A las seis treinta de la tarde aproximadamente fui a la dirección de Marske e interrogué al ama de llaves, una tal señora White, quien me facilitó una declaración (adjunta en el “Anexo C”) con respecto a su señor, Robert Krug. La señora White me entregó también dos sobres, uno de los cuales contenía el manuscrito que acompaña a este informe en el “Anexo A”. La señora White había encontrado este sobre, lacrado, con una nota en la que se le rogaba que lo entregase, cuando fue a la casa la tarde del día 20, una media hora antes de que llegase yo. En vista de las preguntas que le hice, y debido a la naturaleza de tales preguntas —o sea, sobre el posible suicidio del señor Krug—, la señora White consideró lo más prudente entregar el sobre a la policía. Aparte de esto, no sabía qué hacer con él, ya que Krug había olvidado ponerle señas. Como cabía la posibilidad de que el sobre contuviese una notificación de suicidio o una confesión del moribundo, lo acepté.

El otro sobre, que no está lacrado, contenía un manuscrito en una lengua extraña y ahora se encuentra en el Ayuntamiento de Dilham.

En las dos semanas transcurridas desde el supuesto suicidio, y a pesar de todos mis esfuerzos por averiguar el paradero de Robert Krug, no ha aparecido indicio alguno que apoye la esperanza de que pueda encontrarse vivo todavía. Esto, y el hecho de que la ropa hallada en la cueva haya sido identificada por la señora White como la que llevaba Krug la noche antes de su desaparición, me ha decidido a solicitar que mi informe se clasifique en el archivo de casos no resueltos y que se inscriba el nombre de Robert Krug en la lista de personas desaparecidas.

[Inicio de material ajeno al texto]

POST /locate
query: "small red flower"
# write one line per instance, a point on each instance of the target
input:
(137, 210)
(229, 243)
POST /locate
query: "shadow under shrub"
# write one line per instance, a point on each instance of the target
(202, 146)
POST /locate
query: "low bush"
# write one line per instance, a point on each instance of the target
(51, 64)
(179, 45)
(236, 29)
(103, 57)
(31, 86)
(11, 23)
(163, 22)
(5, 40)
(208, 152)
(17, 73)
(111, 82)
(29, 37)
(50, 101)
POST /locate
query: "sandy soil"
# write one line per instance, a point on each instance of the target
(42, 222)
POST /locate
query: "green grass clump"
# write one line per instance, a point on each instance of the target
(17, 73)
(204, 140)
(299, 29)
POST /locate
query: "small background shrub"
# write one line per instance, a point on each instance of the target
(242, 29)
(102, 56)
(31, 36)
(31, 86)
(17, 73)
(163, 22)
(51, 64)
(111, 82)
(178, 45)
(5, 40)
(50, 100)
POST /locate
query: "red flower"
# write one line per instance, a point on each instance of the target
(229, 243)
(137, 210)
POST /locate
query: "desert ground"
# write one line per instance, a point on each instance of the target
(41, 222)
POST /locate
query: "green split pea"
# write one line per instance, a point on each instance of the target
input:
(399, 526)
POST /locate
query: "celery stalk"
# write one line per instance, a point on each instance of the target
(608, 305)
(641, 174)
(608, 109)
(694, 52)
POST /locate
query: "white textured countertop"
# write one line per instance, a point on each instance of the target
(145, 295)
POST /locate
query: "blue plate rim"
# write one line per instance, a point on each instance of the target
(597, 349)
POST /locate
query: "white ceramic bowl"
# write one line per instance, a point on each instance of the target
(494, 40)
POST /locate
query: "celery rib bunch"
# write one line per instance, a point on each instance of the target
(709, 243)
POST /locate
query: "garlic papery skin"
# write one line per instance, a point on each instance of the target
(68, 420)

Sarg. J. T. MillerDilham,Yorks.”


NOTA:

7 de agosto de 1952
Muy señor mío:
Comuníqueme si desea le envíe una copia del manuscrito del “Anexo A” —como pedía Krug a la señora White— a la Secretaría del Consejo Minero del Nordeste.



INSPECTOR I. L. IANSON
Oficial del Condado de Yorkshire,
Radcar, Yorkshire.

Estimado sargento Miller:

En respuesta a su nota del 7 del corriente, le comunico que no emprenda más diligencias referentes al caso Krug. Como usted sugiere, he incluido a este hombre entre los desaparecidos, como posible caso de suicidio. En cuanto a su documento, bien, pienso que estaba mentalmente desequilibrado, o era un monumental embaucador; posiblemente era una combinación de ambas cosas. Independientemente del hecho de que ciertas cosas de su historia son hechos indiscutibles, la mayoría parece ser producto de una mente enferma.

Entretanto, espero un informe de sus progresos en ese otro caso. Me refiero al niño encontrado en un banco de la iglesia de Eely-on-the-Moor el mes de junio pasado. ¿Ha descubierto alguna pista sobre quién pueda ser su madre?